Pan came down with the flu after a bittersweet Presidents Cup debut—the International Team suffered a narrow 16-14 loss to the U.S. Team—and it knocked him out for nearly a month, forcing him to withdraw from the winner’s only Sentry Tournament of Champions in Hawaii in January, which he secured his place after winning the RBC Heritage in April 2019.

“It goes back to right after the Presidents Cup where I played really well there. The whole week, when I would hit a shot, I never imagined I could hit those type of shots but I still did it because I had to (for the team). Being able to accomplish that meant I had become a better golfer,” said Pan.

“But after that, I got sick. I was coughing every night for nearly 20 days and it affected my sleep and my body didn’t get the rest which I needed in between seasons,” he continued. “It really snowballed and it was pretty severe. Between flying back to Taipei and the U.S., the jetlag didn’t help and I didn’t recover. I was disappointed to miss the Sentry Tournament of Champions as my wife (Michelle) and I were meant to get there on December 27, celebrate our wedding anniversary the next day before playing play in the tournament.

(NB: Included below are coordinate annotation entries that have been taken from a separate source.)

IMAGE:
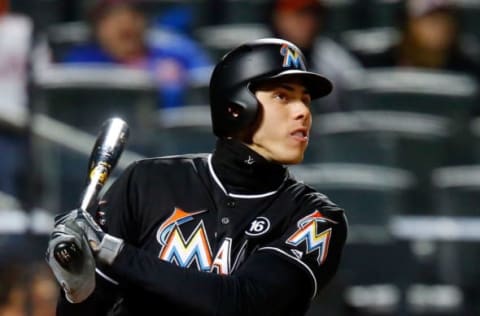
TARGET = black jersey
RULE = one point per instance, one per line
(194, 247)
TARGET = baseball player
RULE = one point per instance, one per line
(227, 233)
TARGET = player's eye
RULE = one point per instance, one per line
(280, 96)
(307, 100)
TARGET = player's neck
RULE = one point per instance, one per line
(243, 171)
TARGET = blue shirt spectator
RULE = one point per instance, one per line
(121, 37)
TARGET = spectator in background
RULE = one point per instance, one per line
(429, 39)
(120, 37)
(16, 32)
(302, 22)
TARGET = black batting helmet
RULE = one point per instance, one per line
(233, 103)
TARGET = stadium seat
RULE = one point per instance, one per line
(449, 94)
(371, 195)
(456, 190)
(407, 140)
(84, 97)
(183, 130)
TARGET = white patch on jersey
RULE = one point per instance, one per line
(258, 226)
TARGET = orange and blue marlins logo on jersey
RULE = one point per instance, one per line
(308, 232)
(292, 57)
(184, 251)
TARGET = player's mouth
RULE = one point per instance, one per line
(300, 134)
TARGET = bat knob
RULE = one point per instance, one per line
(68, 256)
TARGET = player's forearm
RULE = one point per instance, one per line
(246, 293)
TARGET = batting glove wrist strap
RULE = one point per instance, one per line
(79, 283)
(109, 249)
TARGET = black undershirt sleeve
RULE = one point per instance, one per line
(266, 284)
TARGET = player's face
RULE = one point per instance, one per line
(284, 123)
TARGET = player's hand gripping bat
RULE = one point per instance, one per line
(105, 154)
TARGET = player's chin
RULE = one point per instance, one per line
(291, 157)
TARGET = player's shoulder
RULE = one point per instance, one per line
(309, 199)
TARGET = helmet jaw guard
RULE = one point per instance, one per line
(234, 106)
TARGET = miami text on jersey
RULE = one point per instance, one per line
(195, 248)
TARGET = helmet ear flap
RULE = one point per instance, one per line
(239, 113)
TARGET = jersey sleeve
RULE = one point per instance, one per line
(313, 241)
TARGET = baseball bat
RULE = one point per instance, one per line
(105, 154)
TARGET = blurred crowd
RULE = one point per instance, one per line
(70, 62)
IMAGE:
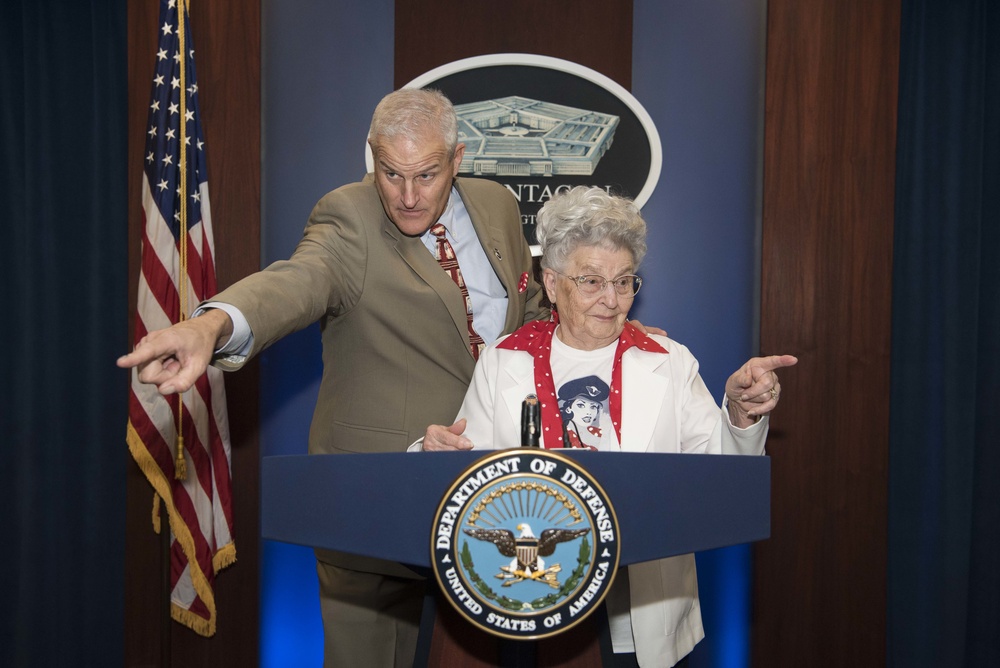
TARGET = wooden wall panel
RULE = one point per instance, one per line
(227, 42)
(829, 178)
(595, 33)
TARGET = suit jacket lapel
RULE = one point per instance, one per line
(496, 249)
(642, 398)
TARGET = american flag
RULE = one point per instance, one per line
(191, 475)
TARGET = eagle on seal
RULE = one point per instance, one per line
(527, 550)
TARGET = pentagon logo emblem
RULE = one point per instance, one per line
(525, 544)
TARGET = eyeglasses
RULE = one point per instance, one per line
(591, 285)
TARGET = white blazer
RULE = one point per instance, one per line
(665, 408)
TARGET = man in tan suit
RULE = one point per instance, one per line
(395, 326)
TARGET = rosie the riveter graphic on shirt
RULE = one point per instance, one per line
(583, 402)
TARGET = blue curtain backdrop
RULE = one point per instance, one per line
(64, 295)
(944, 521)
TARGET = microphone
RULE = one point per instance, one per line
(530, 422)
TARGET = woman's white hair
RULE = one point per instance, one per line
(410, 112)
(587, 216)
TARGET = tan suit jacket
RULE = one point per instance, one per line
(396, 354)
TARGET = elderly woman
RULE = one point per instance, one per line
(592, 245)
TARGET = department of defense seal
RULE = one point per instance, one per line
(525, 543)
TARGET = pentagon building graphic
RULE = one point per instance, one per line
(516, 136)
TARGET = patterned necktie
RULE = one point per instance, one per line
(448, 261)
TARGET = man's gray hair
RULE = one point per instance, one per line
(411, 112)
(584, 216)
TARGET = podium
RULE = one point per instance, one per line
(383, 505)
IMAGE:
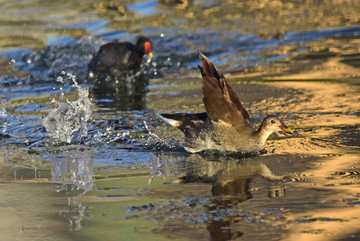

I’ve always wanted to play there.”

With poor health hampering his practice time and preparation, Pan’s subsequent return to PGA TOUR life led to four missed cuts from five starts during the first quarter of 2020. Then, the coronavirus pandemic shut down all sports leagues in mid-March and by the time the TOUR resumed play in June, Pan’s golf swing was in such disarray that he would go on to miss four more cuts over nine remaining starts, with a best finish of T44 coming in mid-July at the Memorial Tournament presented by Nationwide.

“Technically, I lost the foundation of my golf swing,” Pan said. “I couldn’t find a way to hit the ball even though I tried to go back to my fundamentals. I couldn’t get it back and this doesn’t happen to me often. I struggled with my long game and my putting was a struggle too which isn’t a good combo.

“It was only last August that I finally found the reason why I couldn’t play well,” he added. “It was an issue with my posture where my back was slumping, which meant I was using more arms with my backswing instead of rotating with the body. It was a quick fix and by the time the new (2020-21) season started in September, I felt better with my swing and worked really hard to get it back to where I was comfortable hitting the ball and solved my putting stroke too.”

He ended the year on a strong note following that memorable top-10 at Augusta National Golf Club, which was the best finish by a Chinese Taipei golfer at the fabled event. “I had such a great performance and the top-10 finish meant a lot as it was a struggling year for me,” said Pan.

Though speed and power are all the talk on TOUR these days, Pan does not plan to join the race to gain more distance. A relatively short hitter, Pan reckons he can find more success with his tried-and-tested style of play, which is finding fairways and greens in regulation.

“Watching someone like Bryson (DeChambeau) hitting balls at the range, it’s so entertaining and it’s a great skill for him to be able do that. I can’t imagine how many hours of practice on and off the golf course he’s had to do to get to where he is, and also the data analytics behind it all,” said Pan, who currently ranks a lowly 150th in Driving Distance this season with an average 292.5 yards, or 267 meters.

“I wish I (could) do it, but physically, I’ve got a small frame and it’s impossible to do so,” he said. “I’ll stick to my plan, just keep to the traditional game and play the golf course, work on my short game and putting which I need to win a golf tournament again.”